Director Kurt Kuenne was best friends with Andrew Bagby growing up. They played together, and Andrew always starred in Kurt’s home movies. Andrew went to medical school, made more friends, influenced more people’s lives. The film starts as a letter, as the title states, to Andrew’s son Zachary. But Zachary doesn’t come into the film until about halfway through. The less a viewer knows about this film, the better. It is most certainly worth watching.
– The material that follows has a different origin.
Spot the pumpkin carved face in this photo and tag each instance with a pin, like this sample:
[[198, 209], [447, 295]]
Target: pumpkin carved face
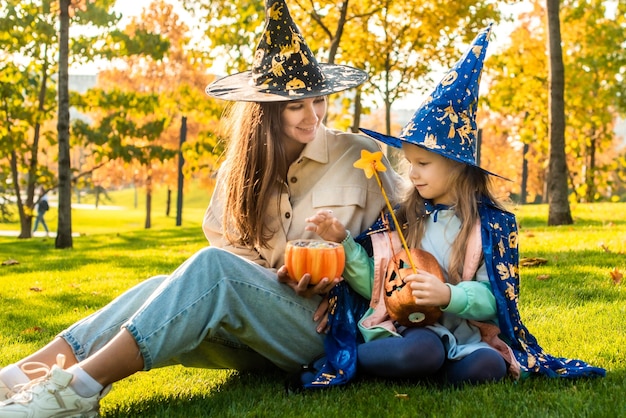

A quick-cutting opening features a barrage of talking heads describing where they were when they heard the news. The editing slows down, and it becomes clear that Andrew was murdered. The story backs up, and a host of Andrew’s friends and family describe his life, his upbringing, his character. Then Kurt explains his intentions with this film. It is to be a description of his dad for Zachary when he is old enough to understand. Kurt wants Zachary to be able to know his father as best as possible. Thanks to a plethora of homemade movies, wedding footage, and home video, there is a lot of content showing Andrew as he grew up.
Kurt undertakes a trip across the U.S. to visit all of Andrew’s best friends and family, hoping to end up in Canada. He backs up again to tell the audience a little about how Andrew died. In a small town in Pennsylvania he met and dated an older lady who turned out to be a bit of an obsessive freak. It gets much more complicated, but it appears that after breaking up with Shirley her true nature showed itself. She drove halfway across the country, and back again. When he finally agreed to meet with her, he wasn’t seen again until he showed up dead in a park. As U.S. officials spent time uncovering cell phone records showing exactly where Shirley was when making calls, she moved to Newfoundland, Canada.
The key living characters in the film are Kate and David Bagby, Andrew’s parents. Hoping for justice, they kept a close eye on the case. Thanks to Canada’s then-languid judicial system, Shirley was arraigned, released on bail, and then had her extradition hearings pushed back for months. In this time it became apparent she was pregnant, and Kate and David were convinced they would do anything necessary to help or have that baby.
But no one could have expected what happened next, and it would be terribly unfair to spoil the rest of the story. Suffice to say there is a monstrous gut punch late in the film. The results of what happened changed Canada’s judicial process, with the final piece of the puzzle being put into law in late 2010.
The documentary is thrown together from such a compilation of footage that it is a miracle Kuenne was able to narrow it down into a cohesive story. And while the style is occasionally slick and polished, and occasionally overly emotional, it hardly matters. The film is competently crafted, though the tone becomes uneven at times (how could it not?) and one key moment is presented perhaps too brazenly; it is easy to understand the reasoning. Kuenne’s voice even breaks at several points as he narrates. The style is not important here, because Kuenne was wise enough to let the story tell itself, infused with some of the emotion felt by Andrew’s friends and family. An appropriate soundtrack and an unbelievable story help create one of the most heartbreaking, maddening documentaries I’ve ever seen. My wife hasn’t cried this much during a film since Grave of the Fireflies. Few movies are more powerful than this; lovers of documentaries would be wise to check out Dear Zachary.